Beutler and Waalen1 undertake the Herculean task of tackling the nearly 40-year-old World Health Organization (WHO) definition of anemia. The authors mention several reasons why these old parameters cannot be taken as valid, and we fully agree with all of them. Furthermore, they describe 2 newer large epidemiologic studies, the NHANES-III (the third US National Health and Nutrition Examination Survey) and Scripps-Kaiser databases, which demonstrate very similar hemoglobin concentrations among the different segments of the US population. Both of these studies should be used as a platform to establish the lower limit of normal blood hemoglobin concentration. However, we disagree with the authors that drawing the line of normality should be done by choosing an arbitrary 95%, 97.5%, or any other percentage value out of the Gaussian distribution. We should not be afraid to raise the bar to a level where possibly 22% or more of supposedly healthy men or women in the US would be anemic. The question that needs to be asked is where we start to define what is healthy and what is not. An approach that might help us out of this eternal dilemma and lead us to define the lower limit of normal hemoglobin was presented by Zakai et al2 in their prospective epidemiologic study, where they take into account the effect of hemoglobin concentration as an independent mortality risk predictor. We are well aware that using 133 g/L and 145 g/L (13.3 g/dL and 14.5 g/dL) for women and men 65 years or older, respectively, could create a tremendous public-health burden. However, we should face it, just as we have come to understand in the last 25 years the value of establishing a healthy low-density lipoprotein (LDL) cholesterol level, rather than the previous normal levels by our population standards. Even now, the appropriate LDL cholesterol level is being readjusted for some high-risk populations to ever-lower limits. The other lesson, therefore, that the LDL cholesterol example should give us when we search for a new lower normal limit of hemoglobin concentration is to stratify the population by meaningful underlying comorbidities, rather than simply aiming for a universal value according to age, sex, and race.
Establishing normal limits for blood hemoglobin concentration
We agree with Boehringer and Darden that establishing normal limits is fraught with difficulty and that cutoff values are, of necessity, always somewhat arbitrary. If physicians choose to employ the 95% cutoff they are merely allocating a probability to the patient being a part of the normal distribution of hemoglobin values. As Boehringer and Darden state, it is entirely possible that it is better for hemoglobin levels to be higher. In the game of basketball, being of average height is a disadvantage even though it is clearly normal; perhaps average hemoglobin levels are not optimal in the game of life, either.

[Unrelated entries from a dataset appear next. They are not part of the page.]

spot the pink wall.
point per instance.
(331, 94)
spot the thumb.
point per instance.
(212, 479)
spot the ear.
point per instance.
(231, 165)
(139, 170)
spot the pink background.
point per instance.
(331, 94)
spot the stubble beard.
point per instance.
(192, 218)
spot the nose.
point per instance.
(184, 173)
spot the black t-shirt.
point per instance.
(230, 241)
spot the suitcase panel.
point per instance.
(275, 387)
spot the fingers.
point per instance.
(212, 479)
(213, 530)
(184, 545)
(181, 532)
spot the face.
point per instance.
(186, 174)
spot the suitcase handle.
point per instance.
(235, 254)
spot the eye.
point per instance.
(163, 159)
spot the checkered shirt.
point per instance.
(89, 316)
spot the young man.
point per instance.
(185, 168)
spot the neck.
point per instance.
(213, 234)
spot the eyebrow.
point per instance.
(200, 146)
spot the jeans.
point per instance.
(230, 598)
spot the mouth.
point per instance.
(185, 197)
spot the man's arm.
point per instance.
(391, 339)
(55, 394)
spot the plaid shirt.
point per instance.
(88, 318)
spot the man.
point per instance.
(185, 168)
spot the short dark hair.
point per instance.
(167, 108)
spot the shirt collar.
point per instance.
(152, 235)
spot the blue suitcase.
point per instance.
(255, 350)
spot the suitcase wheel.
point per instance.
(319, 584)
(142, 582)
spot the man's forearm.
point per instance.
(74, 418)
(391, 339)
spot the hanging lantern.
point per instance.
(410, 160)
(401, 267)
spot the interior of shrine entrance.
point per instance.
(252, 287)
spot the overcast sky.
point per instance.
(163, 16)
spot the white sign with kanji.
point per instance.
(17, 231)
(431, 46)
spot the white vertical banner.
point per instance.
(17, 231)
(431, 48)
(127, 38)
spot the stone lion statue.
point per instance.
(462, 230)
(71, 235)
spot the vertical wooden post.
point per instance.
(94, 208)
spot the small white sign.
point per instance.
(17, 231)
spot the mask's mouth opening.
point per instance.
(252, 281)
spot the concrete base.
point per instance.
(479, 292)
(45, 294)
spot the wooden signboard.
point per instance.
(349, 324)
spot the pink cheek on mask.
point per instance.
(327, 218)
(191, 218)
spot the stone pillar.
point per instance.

We also agree that it is important to try to arrive at some type of functional definition of normal. In the case of their example of LDL cholesterol and heart disease, the data required to establish functional cutoffs have taken decades to acquire and continue to be modified with additional data. In the case of anemia, we are only beginning to accumulate the necessary data. Although the study of Zakai et al,1 which shows increased mortality among subjects 65 and older with hemoglobin levels even in the “normal range,” is intriguing, in other studies2,3 confounding comorbid conditions accounted for most or all of the difference between anemic and nonanemic groups. Furthermore, even if 22% of the population were at risk for early demise because their hemoglobin levels were found to be low, it would remain to be shown that therapy directed at the hemoglobin level would have any effect on survival. In addition, given that high hemoglobin levels also have deleterious effects on function, it is likely that the normal distribution of hemoglobin represents a balance struck by evolutionary forces. Future studies, some of which we hope to be able to perform, may clarify some of these issues. In the meantime, we believe that physicians will have to content themselves with reference standards based on population norms, as we do with most other clinical laboratory measurements.